I recommend that anyone starting out in DWARF begin with the Introduction to the DWARF Debugging Format. It's a very concise overview that provides an excellent foundation for exploring the format in further depth. Armed with this background, compile a debug version of a very simple program and compare a hex dump of the two ELF sections .debug_abbrev
and .debug_info
with the output of dwarfdump
or readelf
.
Once you are broadly familiar with the encoding of a DIE you will see that simply deleting its corresponding bytes from .debug_info
would corrupt the entire file — in terms of both DWARF and ELF. For example, each DIE is identified by its relative file offset; deleting one DIE's bytes would alter the offsets of all subsequent DIEs and any references to them would therefore be broken. A robust solution would require parsing the DWARF to create an internal representation of the tree before eliminating unwanted nodes and writing out new DWARF. After modifying .debug_info
you'd then need to edit the fabric of the ELF itself: at the very least, this would involve updating the section header table to reflect the new offsets for any shifted sections and updating any relocations.

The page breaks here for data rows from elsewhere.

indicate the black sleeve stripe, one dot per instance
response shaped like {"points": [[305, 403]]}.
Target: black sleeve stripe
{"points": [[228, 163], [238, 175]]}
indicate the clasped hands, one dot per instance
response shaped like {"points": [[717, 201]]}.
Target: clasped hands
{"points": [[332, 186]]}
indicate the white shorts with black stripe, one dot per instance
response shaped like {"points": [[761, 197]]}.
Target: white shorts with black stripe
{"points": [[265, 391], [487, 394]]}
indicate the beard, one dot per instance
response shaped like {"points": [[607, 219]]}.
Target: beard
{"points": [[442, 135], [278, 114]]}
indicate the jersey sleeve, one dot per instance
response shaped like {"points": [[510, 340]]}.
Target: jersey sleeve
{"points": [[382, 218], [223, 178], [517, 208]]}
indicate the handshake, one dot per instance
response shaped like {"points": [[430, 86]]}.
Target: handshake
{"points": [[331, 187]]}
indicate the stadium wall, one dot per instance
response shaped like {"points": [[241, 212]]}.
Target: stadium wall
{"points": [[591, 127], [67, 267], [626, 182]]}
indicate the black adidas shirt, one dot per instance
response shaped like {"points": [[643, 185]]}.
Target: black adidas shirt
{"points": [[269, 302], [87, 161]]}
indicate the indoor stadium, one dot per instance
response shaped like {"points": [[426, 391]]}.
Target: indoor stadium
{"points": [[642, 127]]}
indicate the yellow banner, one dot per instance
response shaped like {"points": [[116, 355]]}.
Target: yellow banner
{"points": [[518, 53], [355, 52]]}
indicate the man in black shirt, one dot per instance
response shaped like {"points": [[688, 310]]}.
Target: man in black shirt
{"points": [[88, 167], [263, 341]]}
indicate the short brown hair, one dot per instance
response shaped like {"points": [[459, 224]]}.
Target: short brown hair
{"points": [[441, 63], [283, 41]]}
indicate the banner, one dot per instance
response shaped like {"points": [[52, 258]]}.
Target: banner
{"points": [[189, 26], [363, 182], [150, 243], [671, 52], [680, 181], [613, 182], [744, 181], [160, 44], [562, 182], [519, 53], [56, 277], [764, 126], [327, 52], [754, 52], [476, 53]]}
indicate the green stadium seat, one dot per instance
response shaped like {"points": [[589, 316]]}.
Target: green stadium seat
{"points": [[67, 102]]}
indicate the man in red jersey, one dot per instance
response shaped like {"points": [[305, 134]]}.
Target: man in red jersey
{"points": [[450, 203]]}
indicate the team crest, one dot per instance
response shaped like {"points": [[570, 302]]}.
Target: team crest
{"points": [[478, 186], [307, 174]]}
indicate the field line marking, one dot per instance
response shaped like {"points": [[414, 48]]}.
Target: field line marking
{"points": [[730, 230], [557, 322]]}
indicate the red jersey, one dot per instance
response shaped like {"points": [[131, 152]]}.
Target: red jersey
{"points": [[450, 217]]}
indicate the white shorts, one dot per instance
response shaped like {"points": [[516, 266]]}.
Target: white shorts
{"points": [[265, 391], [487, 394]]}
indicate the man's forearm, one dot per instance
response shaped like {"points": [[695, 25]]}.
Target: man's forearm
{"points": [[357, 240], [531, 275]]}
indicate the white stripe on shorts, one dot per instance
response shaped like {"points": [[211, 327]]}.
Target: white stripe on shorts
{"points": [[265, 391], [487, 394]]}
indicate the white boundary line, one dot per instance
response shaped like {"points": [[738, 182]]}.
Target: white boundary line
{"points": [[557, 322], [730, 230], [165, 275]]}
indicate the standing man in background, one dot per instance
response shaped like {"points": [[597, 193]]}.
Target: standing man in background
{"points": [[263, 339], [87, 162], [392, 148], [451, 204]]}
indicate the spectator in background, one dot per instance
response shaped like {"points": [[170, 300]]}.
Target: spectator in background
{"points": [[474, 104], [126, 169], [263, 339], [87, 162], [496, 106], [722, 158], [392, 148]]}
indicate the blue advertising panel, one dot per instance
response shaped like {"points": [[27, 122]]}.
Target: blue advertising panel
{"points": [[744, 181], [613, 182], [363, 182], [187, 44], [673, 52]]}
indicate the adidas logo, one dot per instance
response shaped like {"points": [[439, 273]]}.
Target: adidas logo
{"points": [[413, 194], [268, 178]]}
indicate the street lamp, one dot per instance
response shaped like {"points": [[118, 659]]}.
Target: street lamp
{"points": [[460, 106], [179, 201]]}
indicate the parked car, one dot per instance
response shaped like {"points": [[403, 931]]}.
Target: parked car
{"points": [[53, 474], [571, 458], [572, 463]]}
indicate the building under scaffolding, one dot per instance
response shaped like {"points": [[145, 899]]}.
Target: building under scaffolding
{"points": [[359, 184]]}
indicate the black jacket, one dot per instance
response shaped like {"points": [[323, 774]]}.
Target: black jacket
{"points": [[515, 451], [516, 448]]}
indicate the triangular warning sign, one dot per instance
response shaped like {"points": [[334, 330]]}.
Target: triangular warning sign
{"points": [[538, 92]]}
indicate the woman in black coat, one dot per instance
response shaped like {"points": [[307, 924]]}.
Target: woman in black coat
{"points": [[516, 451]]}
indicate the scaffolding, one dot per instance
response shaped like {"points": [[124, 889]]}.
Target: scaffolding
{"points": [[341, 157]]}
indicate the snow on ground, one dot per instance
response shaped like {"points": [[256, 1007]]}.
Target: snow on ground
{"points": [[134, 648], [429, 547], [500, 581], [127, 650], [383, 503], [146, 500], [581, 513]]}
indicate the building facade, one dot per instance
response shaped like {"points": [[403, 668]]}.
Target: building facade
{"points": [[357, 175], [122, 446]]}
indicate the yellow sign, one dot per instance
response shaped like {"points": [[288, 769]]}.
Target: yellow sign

If your principal concern is indeed space saving then I suggest you instead investigate what compiler options you have. The Oracle Studio Compilers, for example, allow fine control over the content included in the DWARF. Depending on your compiler and OS it may also be possible to emit files with compressed DWARF sections (e.g. .zdebug_info
) or even leave the DWARF in different files altogether. The problem of DWARF bloat is well known and, if you are interested in tackling it at a low level yourself, you will find other suggestions in Michael Eager's introduction and in later versions of the standard.